Interface with scikit-learn

This tutorial demonstrates how hiPhive can be easily interfaced with other Python libraries. Here, we specifically consider scitkit-learn but it is equally straightforward to interface with e.g., SciPy or TensorFlow.

Regression

hiPhive provides simplified interfaces to several linear models in scikit-learn. Yet there are many more features of scikit-learn that can be of interest to advanced users. This tutorial demonstrates how to use hiPhive in such situations. The following snippet illustrates for example how to use the HuberRegressor linear model (which is not included among the standard fitting methods) to find optimal parameters.

from sklearn.linear_model import HuberRegressor
A, y = sc.get_fit_data()
hr = HuberRegressor()
hr.fit(A, y)
fcp = ForceConstantPotential(cs, hr.coef_)

t-SNE

While regression is probably the most common task, other machine learning techniques can also be of interest. This section illustrates the utility of the t-distributed Stochastic Neighbor Embedding (t-SNE) algorithm for visualizing datasets (also see here).
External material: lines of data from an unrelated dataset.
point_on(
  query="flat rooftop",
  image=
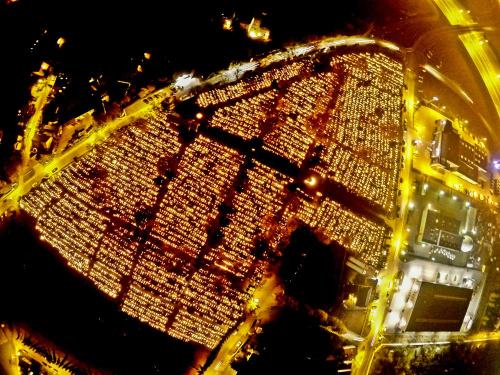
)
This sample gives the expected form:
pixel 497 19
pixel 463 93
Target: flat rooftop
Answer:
pixel 439 308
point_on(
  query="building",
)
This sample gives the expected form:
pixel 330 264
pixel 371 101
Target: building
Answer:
pixel 174 216
pixel 450 151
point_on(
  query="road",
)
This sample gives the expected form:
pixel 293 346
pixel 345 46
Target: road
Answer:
pixel 33 123
pixel 366 349
pixel 477 47
pixel 33 176
pixel 481 337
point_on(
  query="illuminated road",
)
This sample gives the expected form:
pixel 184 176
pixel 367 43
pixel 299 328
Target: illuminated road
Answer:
pixel 480 337
pixel 477 47
pixel 35 120
pixel 34 175
pixel 365 351
pixel 222 363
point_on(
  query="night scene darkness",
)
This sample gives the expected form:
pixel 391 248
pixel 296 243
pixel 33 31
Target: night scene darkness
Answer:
pixel 250 187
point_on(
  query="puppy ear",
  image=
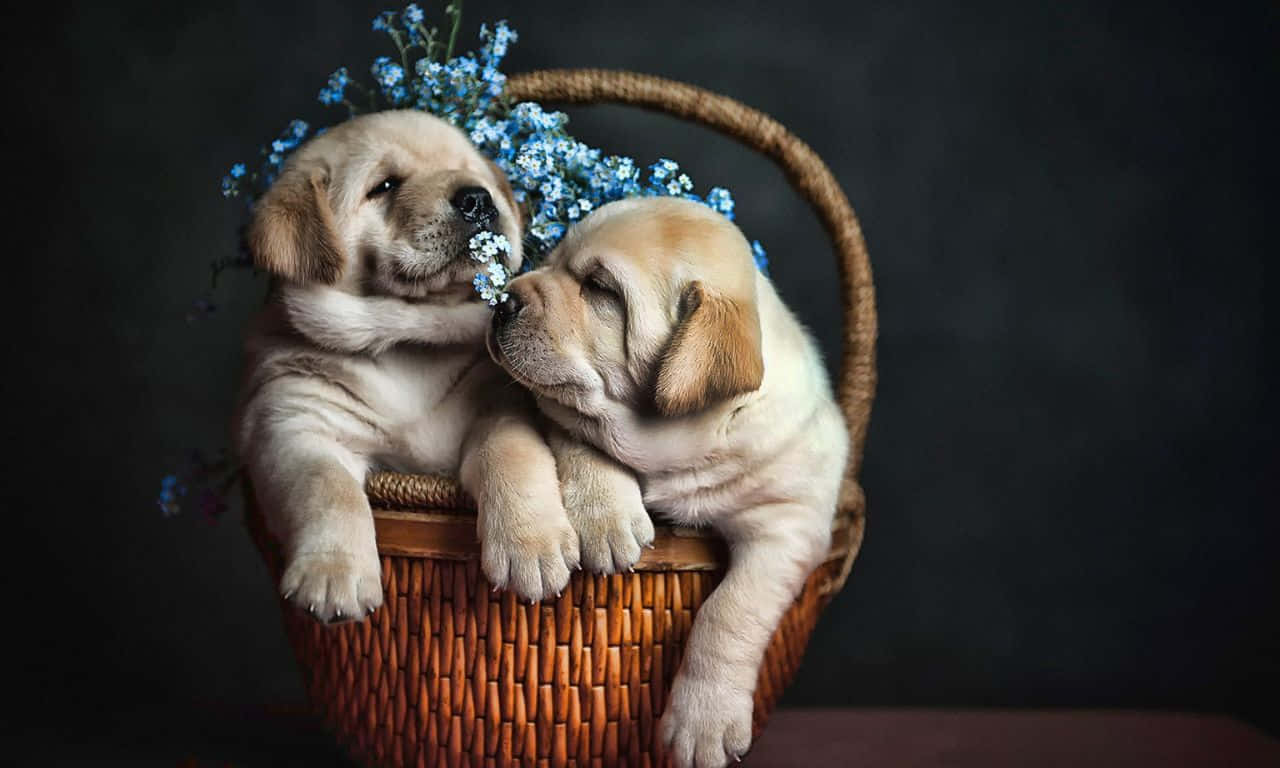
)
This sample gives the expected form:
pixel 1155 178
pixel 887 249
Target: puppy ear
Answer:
pixel 292 233
pixel 714 353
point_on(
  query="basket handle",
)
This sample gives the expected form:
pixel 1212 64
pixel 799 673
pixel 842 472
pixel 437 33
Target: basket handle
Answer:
pixel 812 181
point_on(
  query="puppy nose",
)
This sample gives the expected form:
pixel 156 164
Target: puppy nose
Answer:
pixel 475 205
pixel 508 309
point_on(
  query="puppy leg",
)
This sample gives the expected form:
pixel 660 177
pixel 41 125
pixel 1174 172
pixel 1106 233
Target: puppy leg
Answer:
pixel 526 540
pixel 311 489
pixel 603 502
pixel 708 717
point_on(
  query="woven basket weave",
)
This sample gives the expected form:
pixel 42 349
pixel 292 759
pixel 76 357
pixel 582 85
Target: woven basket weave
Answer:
pixel 451 673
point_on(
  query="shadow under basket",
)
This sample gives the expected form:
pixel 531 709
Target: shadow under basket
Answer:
pixel 448 672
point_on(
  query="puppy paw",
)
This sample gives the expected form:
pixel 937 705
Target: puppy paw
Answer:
pixel 608 513
pixel 533 556
pixel 334 586
pixel 705 725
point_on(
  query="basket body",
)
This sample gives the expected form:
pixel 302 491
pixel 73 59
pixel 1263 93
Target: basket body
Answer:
pixel 449 673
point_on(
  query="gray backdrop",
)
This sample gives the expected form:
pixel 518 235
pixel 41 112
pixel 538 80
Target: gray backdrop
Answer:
pixel 1070 469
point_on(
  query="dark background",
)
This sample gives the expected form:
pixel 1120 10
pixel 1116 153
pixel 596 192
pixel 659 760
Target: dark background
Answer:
pixel 1070 469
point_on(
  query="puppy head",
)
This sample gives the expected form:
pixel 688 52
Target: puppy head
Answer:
pixel 383 204
pixel 647 302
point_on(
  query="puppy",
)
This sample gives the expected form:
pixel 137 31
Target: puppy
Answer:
pixel 369 353
pixel 650 334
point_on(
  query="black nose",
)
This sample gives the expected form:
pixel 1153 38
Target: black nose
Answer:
pixel 475 205
pixel 508 309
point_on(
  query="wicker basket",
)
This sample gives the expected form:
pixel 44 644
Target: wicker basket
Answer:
pixel 449 673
Specifically, the example considers the three most common crystalline phases of titanium (HCP, BCC, omega).

../_images/Ti_tsne_analysis.svg

t-SNE analysis of a Ti dataset consisting of BCC, HCP and omega structures as well as configurations from a high temperature molecular dynamics simulation.

Source code

Structure preparation
tutorial/advanced/interface_with_sklearn/prepare_structures.py
from ase.build import bulk
from ase.io import read
from hiphive import ClusterSpace, StructureContainer
from tools import get_bcc_structures, get_hcp_structures, get_omega_structures


# parameters
a0 = 3.32389853
cutoffs = [6.0, 4.0, 4.0]
n_structures = 1


# expansion around the BCC structure
prim = bulk('Ti', 'bcc', a=a0)
cs = ClusterSpace(prim, [6.0, 4.0, 4.0])


# generate rattled structuress
bcc_rattled = get_bcc_structures(n_structures, a=a0, rattle=0.1)
hcp_rattled = get_hcp_structures(n_structures, a=a0, rattle=0.02)
omega_rattled = get_omega_structures(n_structures, a=a0, rattle=0.02)
md_structures = read('Ti_md_structures_T1400.extxyz@:')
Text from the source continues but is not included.